Living Economics

The Blind Leading the Blind
Hirshleifer D.
An informational cascade occurs when people blindly follow the early movers, but can be quickly reversed in the light of trusted information.

Because it is costly to do original research before making decisions, most of us simply observe the actions of those ahead of us and join the bandwagon. When it is optimal for an individual to follow the behavior of others without regard to his own information, an informational cascade is said to have occurred. When an informational cascade leads to the adoption of a new idea, it is said to be an 'up cascade'. Rumors are essentially up cascades. And when it leads to rejection, it is known as a 'down cascade'. But sometimes neither happens. When the private information of one individual does not update the information of another, no cascade occurs.

Informational cascades are most likely to be formed in the absence of reliable information and when followers are not subject to severe and certain penalty from threatened vested interests (cf. Private Truths and Public Lies.). The most common examples are garment fashions (remember bell-bottom pants?) that come and go in rapid successions. Here the vested interests (namely fashion designers and garment manufacturers) are in favor of fast changing fads that encourage consumers to change their wardrobes constantly. Fashion cascades illustrate how easy it is for innocent victims to be swept along with fashions that obviously accentuate their body defects.

Because informational cascades are built not on informed individual decisions, the sequence of adoptions or rejection of the first movers determines whether there is a cascade and the direction of the cascade. The imputed reputation of the first movers is also critical whether a cascade results. That explains why celebrities from one unrelated field are often hired at great expenses to promote a product that they may not even consume.

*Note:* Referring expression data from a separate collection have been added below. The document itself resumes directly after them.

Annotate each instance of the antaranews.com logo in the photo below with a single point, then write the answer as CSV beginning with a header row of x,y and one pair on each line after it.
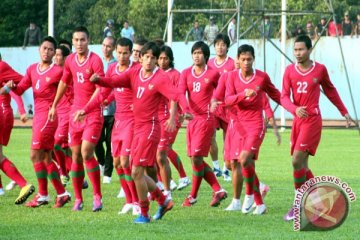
x,y
322,203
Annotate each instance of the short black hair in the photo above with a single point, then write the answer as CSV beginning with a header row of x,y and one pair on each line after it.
x,y
49,39
168,52
204,48
124,42
246,48
64,50
222,37
305,39
82,29
151,46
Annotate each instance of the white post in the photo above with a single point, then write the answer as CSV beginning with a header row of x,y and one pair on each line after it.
x,y
169,30
283,49
51,18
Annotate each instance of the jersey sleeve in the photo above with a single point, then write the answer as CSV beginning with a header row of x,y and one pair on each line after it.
x,y
331,93
286,92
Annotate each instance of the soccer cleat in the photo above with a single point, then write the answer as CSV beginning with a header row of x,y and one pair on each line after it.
x,y
97,203
141,219
248,204
78,205
289,216
226,175
218,197
10,186
136,209
121,193
25,192
217,172
260,209
234,206
189,201
168,205
64,180
38,201
183,183
62,199
173,185
126,208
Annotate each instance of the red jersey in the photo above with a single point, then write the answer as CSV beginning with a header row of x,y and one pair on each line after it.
x,y
146,92
164,106
199,88
44,84
78,74
250,108
227,66
305,89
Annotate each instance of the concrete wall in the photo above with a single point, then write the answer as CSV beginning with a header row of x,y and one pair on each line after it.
x,y
327,52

Since people in an informational cascade are not very sure that the cascade is correct in the first place, they shift their allegiance at the slightest provocation. This provocation could be in the form of public information disseminated by a trusted source. Such a reversal may not be possible if habituation or addiction sets in after joining an informational cascade. For example, teenagers might have started smoking because it is fashionable to smoke. But once they get addicted to smoking, they may not be chemically able to kick the habit even in the face of incontrovertible health warnings from the U.S. Surgeon General.

References:
  • Hirshleifer D. “The blind leading the blind,” in Tommasi M. & Ierulli, K. ed. 1995. The New Economics of Human Behavior. Cambridge University Press.